Under the hood, it uses git worktrees to give each agent its own isolated workspace so they don’t step on each other’s changes. In practice, this meant I could spin up a couple of agents to tackle different features (or the same feature with different approaches) without worrying about merge conflicts. The next problem is that “Does your laptop have enough resources to run multiple agents at the same time?”.
Functionally, running parallel agents worked smoothly for me. The UI allowed me to switch between each agent’s conversation and see their progress. One capability the Cursor team highlighted is that you can even have multiple models attempt the exact same prompt in parallel, then compare the results and pick the best solution. For example, you might run Composer alongside an OpenAI GPT-5 Codex agent, maybe even a Claude model, all tackling your feature request simultaneously. The idea is that for tough problems, this increases the chance that at least one agent comes up with a great solution. It is pretty cool to watch different AIs coding in parallel and then cherry-pick the winner or even combine insights.
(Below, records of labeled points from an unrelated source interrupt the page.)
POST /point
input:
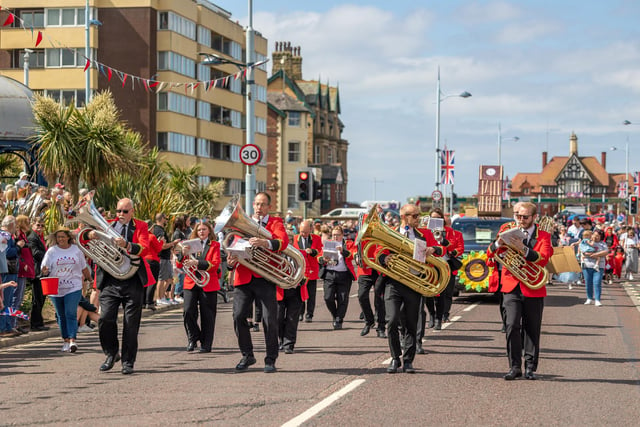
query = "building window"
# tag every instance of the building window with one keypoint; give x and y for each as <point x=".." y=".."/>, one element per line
<point x="294" y="151"/>
<point x="294" y="119"/>
<point x="291" y="196"/>
<point x="31" y="18"/>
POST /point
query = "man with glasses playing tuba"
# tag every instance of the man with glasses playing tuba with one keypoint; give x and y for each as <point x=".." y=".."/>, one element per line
<point x="249" y="286"/>
<point x="522" y="287"/>
<point x="399" y="297"/>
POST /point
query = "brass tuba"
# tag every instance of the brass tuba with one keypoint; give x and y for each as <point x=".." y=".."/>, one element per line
<point x="285" y="269"/>
<point x="530" y="274"/>
<point x="200" y="278"/>
<point x="428" y="279"/>
<point x="111" y="258"/>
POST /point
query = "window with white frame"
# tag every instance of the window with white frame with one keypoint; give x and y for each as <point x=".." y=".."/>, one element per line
<point x="294" y="119"/>
<point x="294" y="151"/>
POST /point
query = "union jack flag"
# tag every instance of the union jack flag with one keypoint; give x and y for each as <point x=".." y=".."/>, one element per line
<point x="622" y="190"/>
<point x="8" y="311"/>
<point x="447" y="166"/>
<point x="506" y="193"/>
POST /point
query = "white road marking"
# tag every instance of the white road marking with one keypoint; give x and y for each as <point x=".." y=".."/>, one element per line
<point x="471" y="307"/>
<point x="453" y="319"/>
<point x="315" y="409"/>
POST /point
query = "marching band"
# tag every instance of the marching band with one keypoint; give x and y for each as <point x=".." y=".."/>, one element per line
<point x="408" y="265"/>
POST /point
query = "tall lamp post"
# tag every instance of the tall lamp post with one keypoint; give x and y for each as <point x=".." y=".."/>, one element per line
<point x="439" y="98"/>
<point x="503" y="138"/>
<point x="213" y="59"/>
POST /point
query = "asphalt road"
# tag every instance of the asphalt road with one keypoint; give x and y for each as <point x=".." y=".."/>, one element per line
<point x="589" y="374"/>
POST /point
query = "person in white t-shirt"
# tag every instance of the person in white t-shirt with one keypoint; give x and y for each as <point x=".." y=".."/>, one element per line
<point x="66" y="261"/>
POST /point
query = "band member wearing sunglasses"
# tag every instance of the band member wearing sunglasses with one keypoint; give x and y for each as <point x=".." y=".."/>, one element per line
<point x="128" y="293"/>
<point x="522" y="305"/>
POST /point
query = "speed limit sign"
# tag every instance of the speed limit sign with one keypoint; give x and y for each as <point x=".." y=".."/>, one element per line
<point x="250" y="154"/>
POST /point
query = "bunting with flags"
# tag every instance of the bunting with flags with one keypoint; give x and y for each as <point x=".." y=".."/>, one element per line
<point x="447" y="166"/>
<point x="149" y="84"/>
<point x="622" y="190"/>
That said, I’m not sure how often I’d use multi-model parallelism in everyday development. It definitely consumes more tokens/compute (since you’re effectively paying for two or three models to do the job of one), which might not be justified for routine tasks. I see it as a powerful feature for benchmarking model quality or tackling a really difficult problem where you want extra assurance. For most day-to-day feature builds, a single capable model usually suffices.
Overall, the new UI is cleaner and a bit more convenient, but it doesn’t fundamentally change how you work with Cursor.
Other highlights
Code review
One improvement I did notice is that all file changes are now grouped into a single review tab. In earlier versions, you had to open each file separately to see what the agent changed. Now, you can review everything in one place, similar to how we check diffs on GitHub or GitLab. It’s a small change, but it makes reviewing easier and more natural.

In-app Browser
I was really excited about the new built-in browser/DOM inspector tool.

Cursor 2.0 now has a native browser panel that the agent can use to run, test the app, and also forward DOM information to the agent within the editor. In earlier versions, I had to set up a separate Model Context Protocol (MCP) server to let the AI agent interface with a browser for similar thing. This feature will significantly help front-end developers.
Other than that, Cursor 2.0 introduced a Voice Mode, which lets you control the coding agent with speech commands. Using built-in speech-to-text, you can speak your prompt or instructions, and even use custom trigger words to tell the agent when to start coding. I gave this a brief try, and to be honest, I don’t see how it is useful. Personally, I prefer the silence of typing and thinking through the problem. In my workflow, I often need to pause and consider output, tweak a prompt, etc., and doing that out loud felt a bit awkward.
Final take
After a few days of playing with Cursor 2.0, my overall impression is positive. Cursor 2.0 feels like a solid improvement rather than a big leap.
Composer is a good model, but it will need some time to catch up with other frontier models. Composer is fast, and when used with a structured workflow, it can produce reliable, production-ready code.
The review flow is easier to follow, but most of the core experience remains familiar. Multi-agent mode and the in-app browser are interesting additions.
Overall, it’s a nice upgrade that makes Cursor more polished and practical for everyday development.